Volvió a ser noticia el hacinamiento carcelario. De nuevo se recordaron las ingentes sumas invertidas en nuevas cárceles, algunas de los cuales no se han terminado. Otra vez el Gobierno anunció grandes inversiones en establecimientos carcelarios. Una vez más se busca la solución (El Tiempo, junio 4 del 2013) con la creación de una “comisión de alto nivel” “que realizará una profunda revisión de la manera como” opera el sistema acusatorio.
Con el mayor respeto por las personas que integrarán esa comisión, debo afirmar que por ahí no es la cosa. No lo es porque se le pide a la comisión un imposible.

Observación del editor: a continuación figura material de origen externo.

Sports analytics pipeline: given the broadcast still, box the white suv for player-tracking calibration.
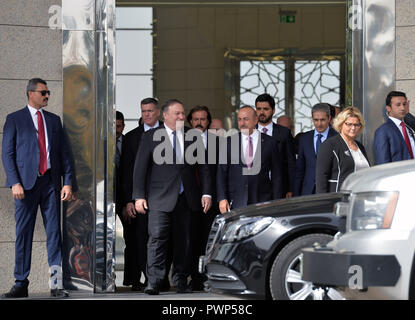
[302,160,415,299]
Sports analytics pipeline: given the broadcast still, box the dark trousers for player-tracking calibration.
[120,216,141,286]
[147,194,190,286]
[190,201,220,283]
[14,171,62,286]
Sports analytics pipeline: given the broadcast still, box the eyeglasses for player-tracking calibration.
[344,122,362,129]
[32,90,50,97]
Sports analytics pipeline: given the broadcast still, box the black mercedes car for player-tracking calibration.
[199,193,347,300]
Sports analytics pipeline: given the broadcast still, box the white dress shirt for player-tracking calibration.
[258,121,274,137]
[314,127,330,151]
[27,105,50,169]
[241,129,260,159]
[165,126,184,159]
[144,121,160,132]
[389,117,415,152]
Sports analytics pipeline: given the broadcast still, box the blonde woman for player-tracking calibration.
[316,107,369,193]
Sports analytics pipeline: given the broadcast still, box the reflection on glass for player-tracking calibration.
[240,61,285,118]
[116,7,153,29]
[294,60,340,133]
[116,30,153,74]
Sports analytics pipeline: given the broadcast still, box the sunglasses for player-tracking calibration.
[32,90,50,97]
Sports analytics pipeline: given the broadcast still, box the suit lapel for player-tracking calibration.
[43,111,53,149]
[388,118,409,150]
[22,106,37,145]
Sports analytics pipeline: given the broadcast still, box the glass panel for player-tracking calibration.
[116,76,153,121]
[240,61,285,119]
[294,60,340,134]
[116,30,153,74]
[116,7,153,29]
[123,118,139,134]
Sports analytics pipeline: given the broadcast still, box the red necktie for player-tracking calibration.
[401,121,414,159]
[245,136,254,168]
[36,111,47,174]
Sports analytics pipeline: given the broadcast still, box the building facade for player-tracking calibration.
[0,0,415,292]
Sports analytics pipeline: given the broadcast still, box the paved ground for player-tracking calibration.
[20,287,241,300]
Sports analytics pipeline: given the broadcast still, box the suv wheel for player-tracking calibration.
[269,233,344,300]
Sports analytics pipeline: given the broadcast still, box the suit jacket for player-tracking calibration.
[373,118,415,164]
[272,123,295,197]
[2,107,74,190]
[294,128,337,196]
[132,125,211,212]
[119,125,144,206]
[316,134,370,193]
[216,133,283,209]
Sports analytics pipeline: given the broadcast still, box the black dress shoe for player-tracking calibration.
[50,289,69,298]
[174,283,193,293]
[131,282,146,291]
[144,284,160,296]
[1,285,29,299]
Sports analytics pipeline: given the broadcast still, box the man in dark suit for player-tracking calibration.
[121,98,161,291]
[114,111,125,218]
[187,106,220,291]
[373,91,415,164]
[2,78,74,298]
[294,103,337,196]
[133,99,211,295]
[255,93,295,198]
[216,106,282,213]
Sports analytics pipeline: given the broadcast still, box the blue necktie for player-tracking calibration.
[173,131,184,194]
[316,133,323,155]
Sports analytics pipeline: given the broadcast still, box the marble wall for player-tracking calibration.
[0,0,62,294]
[396,0,415,113]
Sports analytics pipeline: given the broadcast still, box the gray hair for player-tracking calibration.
[311,103,331,119]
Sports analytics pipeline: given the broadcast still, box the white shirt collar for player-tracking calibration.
[27,104,43,117]
[144,120,160,131]
[258,121,274,134]
[314,127,330,138]
[389,117,402,129]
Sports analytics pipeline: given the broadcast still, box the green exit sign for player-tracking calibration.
[280,14,295,23]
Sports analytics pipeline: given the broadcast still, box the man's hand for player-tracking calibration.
[135,199,148,214]
[12,183,24,200]
[202,197,212,213]
[123,202,137,223]
[219,199,230,214]
[121,204,134,224]
[61,186,72,201]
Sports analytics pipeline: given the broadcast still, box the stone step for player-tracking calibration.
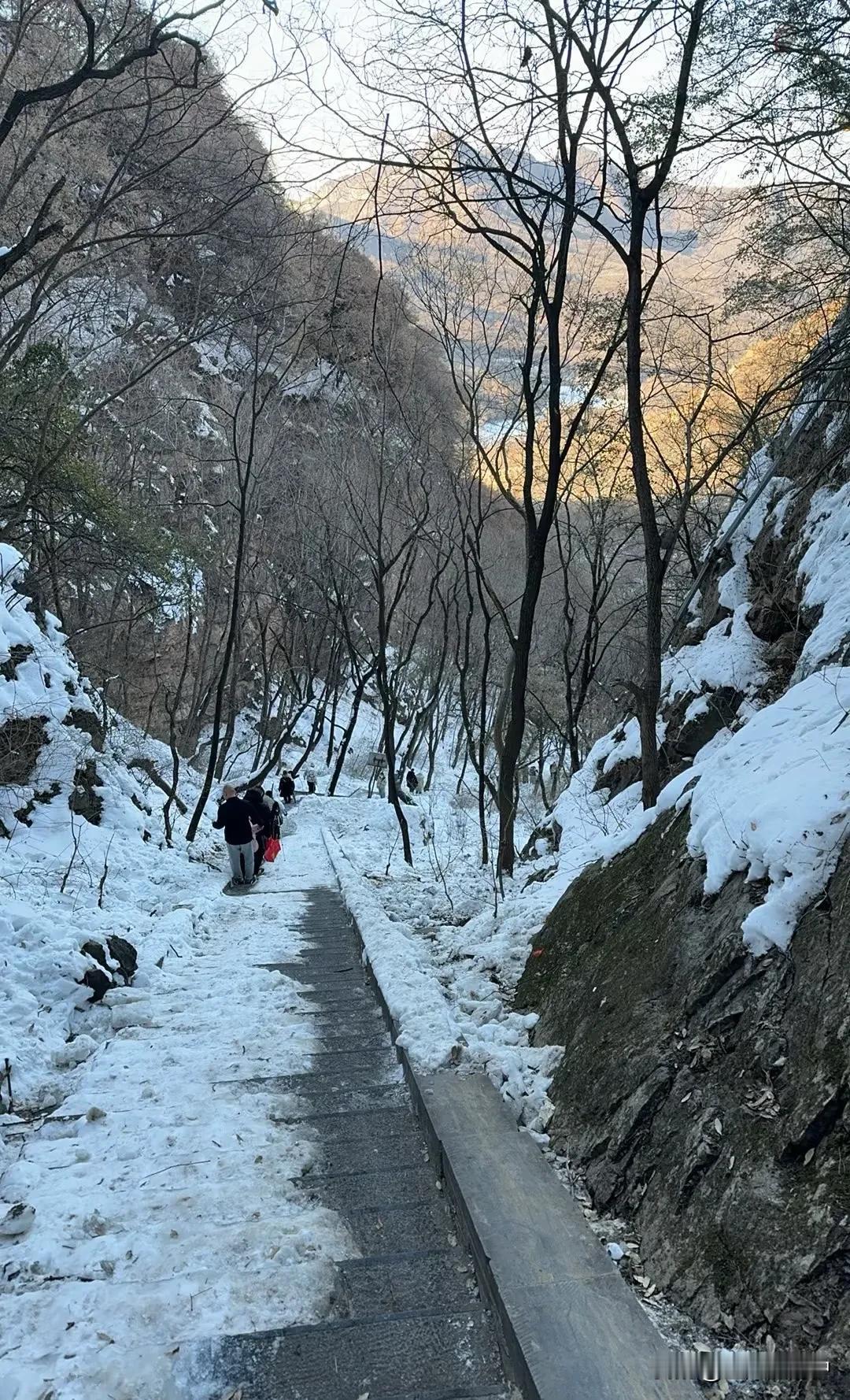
[227,1053,402,1099]
[275,1076,410,1123]
[338,1245,478,1317]
[316,1018,392,1056]
[257,954,364,983]
[174,1306,504,1400]
[342,1191,458,1256]
[294,1105,422,1143]
[312,1116,428,1182]
[309,1046,401,1072]
[305,1162,440,1215]
[298,981,375,1009]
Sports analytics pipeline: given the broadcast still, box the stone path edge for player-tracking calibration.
[322,829,700,1400]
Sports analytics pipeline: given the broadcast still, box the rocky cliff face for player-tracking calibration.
[517,317,850,1377]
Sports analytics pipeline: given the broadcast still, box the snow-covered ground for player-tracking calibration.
[0,823,356,1400]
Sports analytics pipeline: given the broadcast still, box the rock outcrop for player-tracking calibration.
[516,320,850,1377]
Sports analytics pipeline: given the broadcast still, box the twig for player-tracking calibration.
[139,1157,213,1187]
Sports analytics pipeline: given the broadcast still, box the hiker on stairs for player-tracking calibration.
[213,784,253,885]
[245,787,275,878]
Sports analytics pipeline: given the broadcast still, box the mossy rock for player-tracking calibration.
[0,641,35,680]
[67,759,104,826]
[0,714,47,787]
[516,810,850,1365]
[61,707,106,754]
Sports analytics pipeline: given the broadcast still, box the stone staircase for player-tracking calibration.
[178,889,516,1400]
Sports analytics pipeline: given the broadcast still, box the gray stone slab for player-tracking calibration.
[315,1020,392,1046]
[277,1080,410,1123]
[312,1117,433,1182]
[174,1308,501,1400]
[300,1105,416,1143]
[338,1246,478,1317]
[298,983,375,1011]
[417,1072,696,1400]
[227,1056,402,1099]
[342,1193,458,1254]
[300,1162,438,1215]
[309,1046,399,1072]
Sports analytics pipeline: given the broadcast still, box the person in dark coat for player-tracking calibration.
[245,787,273,875]
[264,788,283,840]
[213,787,255,885]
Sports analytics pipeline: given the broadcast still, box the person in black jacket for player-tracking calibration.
[245,787,273,875]
[213,787,255,885]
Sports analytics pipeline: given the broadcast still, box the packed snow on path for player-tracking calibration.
[0,830,356,1400]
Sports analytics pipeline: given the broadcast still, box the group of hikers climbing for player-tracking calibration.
[370,754,419,798]
[213,767,316,887]
[213,760,419,889]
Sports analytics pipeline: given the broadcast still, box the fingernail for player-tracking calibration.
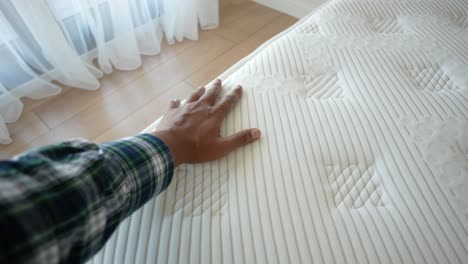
[250,128,262,139]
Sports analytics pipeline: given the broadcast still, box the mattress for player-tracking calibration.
[90,0,468,263]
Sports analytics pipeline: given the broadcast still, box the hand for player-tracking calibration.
[152,79,261,166]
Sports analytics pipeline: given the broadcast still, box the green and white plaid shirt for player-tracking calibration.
[0,134,174,263]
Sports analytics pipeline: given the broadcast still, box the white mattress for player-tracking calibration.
[91,0,468,263]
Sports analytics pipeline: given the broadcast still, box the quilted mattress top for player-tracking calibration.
[90,0,468,263]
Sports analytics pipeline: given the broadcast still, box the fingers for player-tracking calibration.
[215,85,242,118]
[201,79,222,105]
[187,87,206,103]
[220,128,262,155]
[169,98,180,109]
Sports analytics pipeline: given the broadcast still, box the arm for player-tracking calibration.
[0,80,260,263]
[0,134,174,263]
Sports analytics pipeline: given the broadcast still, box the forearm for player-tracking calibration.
[0,135,173,263]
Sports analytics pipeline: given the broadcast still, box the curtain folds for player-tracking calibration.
[0,0,219,144]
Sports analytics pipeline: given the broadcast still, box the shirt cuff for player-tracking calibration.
[101,134,174,215]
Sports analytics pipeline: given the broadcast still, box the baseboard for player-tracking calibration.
[254,0,317,18]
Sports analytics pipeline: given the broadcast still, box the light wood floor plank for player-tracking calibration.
[187,15,297,87]
[95,82,195,143]
[34,41,196,128]
[0,111,49,158]
[214,3,282,43]
[10,35,234,156]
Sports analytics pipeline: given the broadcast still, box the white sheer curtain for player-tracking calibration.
[0,0,218,144]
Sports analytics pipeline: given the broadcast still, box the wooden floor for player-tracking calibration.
[0,2,297,158]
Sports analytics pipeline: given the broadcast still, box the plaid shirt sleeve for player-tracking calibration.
[0,134,174,263]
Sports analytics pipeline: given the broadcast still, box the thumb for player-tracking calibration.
[218,128,262,154]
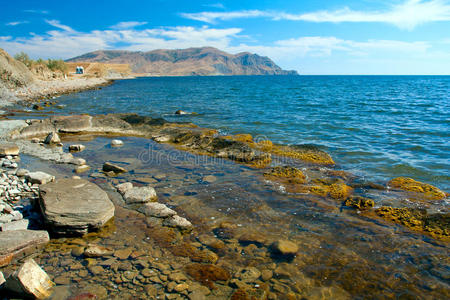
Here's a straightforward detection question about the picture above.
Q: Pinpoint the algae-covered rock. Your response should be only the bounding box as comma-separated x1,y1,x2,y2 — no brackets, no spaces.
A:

En palabras de Albert Einstein: no es posible solucionar los problemas de la actualidad con las mismas ideas que los crearon.
La Constitución Política de 1991, con sus modificaciones y reglamentaciones, ha hecho de la rama judicial un sistema cerrado distanciado del precepto de “un gobierno del pueblo, por el pueblo y para el pueblo”. Ello convierte a jueces y fiscales en solitarios decisores en situaciones plagadas de dilemas éticos en un mundo cada vez más complejo. Asuntos como la detención preventiva y la determinación de competencias para juzgar, por ejemplo, a jueces y militares, requieren, para su eficacia, ser resueltos por jurados o comisiones de garantías, conformadas por al menos una decena de ciudadanos (mujeres y hombres), y organizados de acuerdo con metodologías ‘a la altura de los tiempos’ .
En una sentencia de la Corte Constitucional encontré que algunas atribuciones de los fiscales son estudiadas a la luz de comparaciones internacionales. No hallé referencia alguna a la teoría organizacional, el enfoque sistémico o los principios de la cibernética organizacional. Sospecho que la decisión de integrar la Fiscalía General a la rama judicial siguió un camino parecido y dejó de lado un análisis cuidadoso de ‘pesos y contrapesos’. Comisiones conformadas por juristas, por eminentes que ellos sean, no pueden ver aspectos que son obvios para profesionales de otras disciplinas.
Por ejemplo, para un científico es un dogma y no una teoría válida la de Roxin, que carece de soporte empírico en el contexto en donde se pretende aplicar o es desafiada por fenómenos naturales resultantes del comportamiento de individuos en comunidades sin jefes (V.gr., las hormigas).
El hacinamiento carcelario tiene que ver con la cultura adquirida por la organización judicial. Hace 40 años, cuando un grupo de profesionales de diversas disciplinas nos agrupamos en el Instituto SER de investigación, y decidimos dedicar nuestro esfuerzo al mejoramiento de la función judicial, los que no éramos abogados creímos haber entendido el principio fundamental de la administración de justicia penal: “toda persona es inocente, mientras no se le demuestre lo contrario”. Sin embargo, los jueces de instrucción, que desempeñaban una función similar a la de los actuales fiscales, nos dejaron perplejos con su humor negro: “un carcelazo no se le niega a nadie”. Esa máxima, llevada a la práctica, se reflejaba en que dos tercios de la población carcelaria no habían sido condenados. Ahora es una proporción algo menor, pero allí se origina el hacinamiento carcelario y no se resuelve con jueces de control de garantías (¿Un oxímoron?) en una cultura que prefiere un inocente preso a un culpable libre.